Nach der Umsetzung für die Heimkonsolen versucht EA nun auch im Handheldbereich das Tunen beliebt zu machen.
Die technische Seite des Spiels
Need for Speed Underground 2
Rein technisch hat EA natürlich für den NDS alles ein wenig zurückschrauben müssen, doch zeigt Need for Speed Underground 2 durchaus seine grafischen Muskeln. Die Sterecken sind äußerst vielfältig und grafisch durchaus opulent ausgefallen. Vor allem die Raserei durch die Innenstadt gehört hier mitunter zu den grafischen Highlights.
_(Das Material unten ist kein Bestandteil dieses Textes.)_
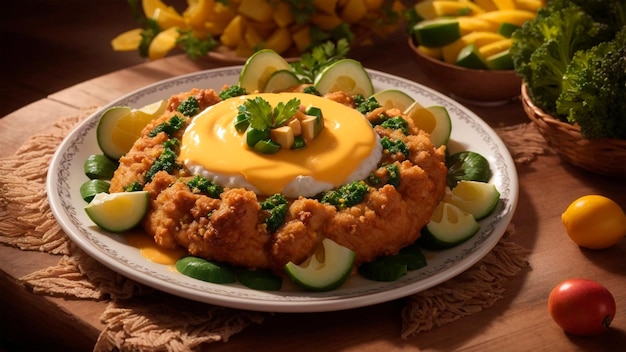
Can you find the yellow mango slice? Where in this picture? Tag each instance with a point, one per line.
(504, 4)
(258, 10)
(354, 11)
(127, 41)
(163, 43)
(516, 17)
(451, 51)
(282, 14)
(493, 48)
(327, 6)
(233, 32)
(279, 41)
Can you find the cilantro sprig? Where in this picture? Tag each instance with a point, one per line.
(261, 116)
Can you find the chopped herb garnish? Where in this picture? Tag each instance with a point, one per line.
(204, 185)
(394, 146)
(276, 206)
(396, 123)
(166, 161)
(170, 127)
(346, 196)
(189, 107)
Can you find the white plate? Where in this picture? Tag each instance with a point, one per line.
(468, 133)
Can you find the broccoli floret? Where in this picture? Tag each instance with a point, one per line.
(544, 46)
(387, 174)
(365, 105)
(203, 185)
(276, 206)
(166, 161)
(232, 91)
(170, 127)
(594, 90)
(189, 107)
(394, 146)
(396, 123)
(347, 195)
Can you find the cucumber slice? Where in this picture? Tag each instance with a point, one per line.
(448, 227)
(476, 198)
(437, 32)
(259, 68)
(89, 189)
(281, 80)
(434, 119)
(98, 166)
(469, 166)
(469, 57)
(119, 127)
(323, 271)
(202, 269)
(346, 75)
(118, 212)
(394, 98)
(259, 279)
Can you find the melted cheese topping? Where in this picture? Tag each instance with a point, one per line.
(346, 150)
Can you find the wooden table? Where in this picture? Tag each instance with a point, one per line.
(520, 321)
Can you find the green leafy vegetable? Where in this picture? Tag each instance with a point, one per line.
(346, 196)
(167, 161)
(203, 185)
(320, 56)
(189, 107)
(566, 75)
(170, 127)
(259, 113)
(394, 146)
(276, 206)
(594, 90)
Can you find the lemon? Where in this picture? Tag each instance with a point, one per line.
(127, 41)
(477, 198)
(259, 68)
(118, 212)
(346, 75)
(281, 80)
(434, 119)
(119, 127)
(323, 271)
(448, 227)
(394, 98)
(594, 222)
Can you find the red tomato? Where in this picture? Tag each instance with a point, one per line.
(581, 307)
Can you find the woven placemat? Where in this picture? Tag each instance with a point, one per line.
(140, 318)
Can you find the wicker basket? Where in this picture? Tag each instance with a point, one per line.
(602, 156)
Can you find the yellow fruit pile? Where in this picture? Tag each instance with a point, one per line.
(473, 34)
(245, 26)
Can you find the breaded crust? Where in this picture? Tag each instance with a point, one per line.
(231, 228)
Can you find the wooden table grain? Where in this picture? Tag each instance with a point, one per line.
(518, 322)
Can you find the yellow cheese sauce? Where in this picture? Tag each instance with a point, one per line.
(346, 141)
(153, 252)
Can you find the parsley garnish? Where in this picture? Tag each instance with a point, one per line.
(260, 115)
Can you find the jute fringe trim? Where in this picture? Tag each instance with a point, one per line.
(139, 318)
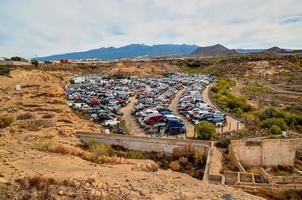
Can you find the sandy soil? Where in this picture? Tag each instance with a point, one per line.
(231, 123)
(131, 122)
(173, 107)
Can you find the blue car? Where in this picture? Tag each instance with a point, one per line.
(175, 126)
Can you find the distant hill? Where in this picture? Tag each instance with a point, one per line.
(275, 50)
(129, 51)
(249, 50)
(213, 51)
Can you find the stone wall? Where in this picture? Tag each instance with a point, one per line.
(144, 143)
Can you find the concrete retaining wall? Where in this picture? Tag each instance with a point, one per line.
(269, 152)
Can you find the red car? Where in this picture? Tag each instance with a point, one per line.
(154, 119)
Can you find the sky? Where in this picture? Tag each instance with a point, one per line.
(31, 28)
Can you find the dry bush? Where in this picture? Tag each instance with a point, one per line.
(48, 116)
(112, 160)
(185, 151)
(147, 167)
(6, 120)
(99, 149)
(175, 166)
(64, 149)
(86, 155)
(43, 144)
(42, 188)
(25, 116)
(46, 144)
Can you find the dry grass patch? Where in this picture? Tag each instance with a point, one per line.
(48, 116)
(50, 145)
(6, 120)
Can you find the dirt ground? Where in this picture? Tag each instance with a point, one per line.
(42, 96)
(231, 123)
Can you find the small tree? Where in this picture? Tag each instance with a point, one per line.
(275, 130)
(35, 63)
(205, 130)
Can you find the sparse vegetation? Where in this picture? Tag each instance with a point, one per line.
(205, 130)
(48, 116)
(273, 119)
(6, 120)
(99, 149)
(228, 102)
(25, 116)
(5, 69)
(255, 88)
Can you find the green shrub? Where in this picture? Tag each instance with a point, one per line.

Wie aus den anderen Versionen schon bekannt, überzeugen diese Strecken vor allem durch die hellen Leuchtreklamen und stark beleuchteten Hochhäuser. Die Straßenlaternen, Scheinwerfer und die Neonröhren unter dem Fahrzeug tun ihr übriges, um den Stil voll und ganz auch auf dem Nintendo DS herüber zu bringen. Bei all der grafischen Brillanz geht die Engine aber leider auch deutlich in die Knie. Zwar laufen die Rennen stets flüssig und zum Teil durchaus opulent schnell ab, ein Grafikaufbau im Hintergrund ist aber deutlich zu erkennen. Wände, Häuser und andere Objekte tauchen einfach aus dem Nichts heraus auf. Schade, ansonsten wäre NfSU 2 mit Sicherheit das grafisch schönste Rennspiel für Nintendos Handheld geworden. Musikalisch bekommt man während der Rennen einige nette Independent Sounds zu hören, welche gut zur wilden Raserei auf dem Bildschirm passen. Die Motorensounds könnten aber etwas satter klingen, was man aber durchaus verschmerzen kann.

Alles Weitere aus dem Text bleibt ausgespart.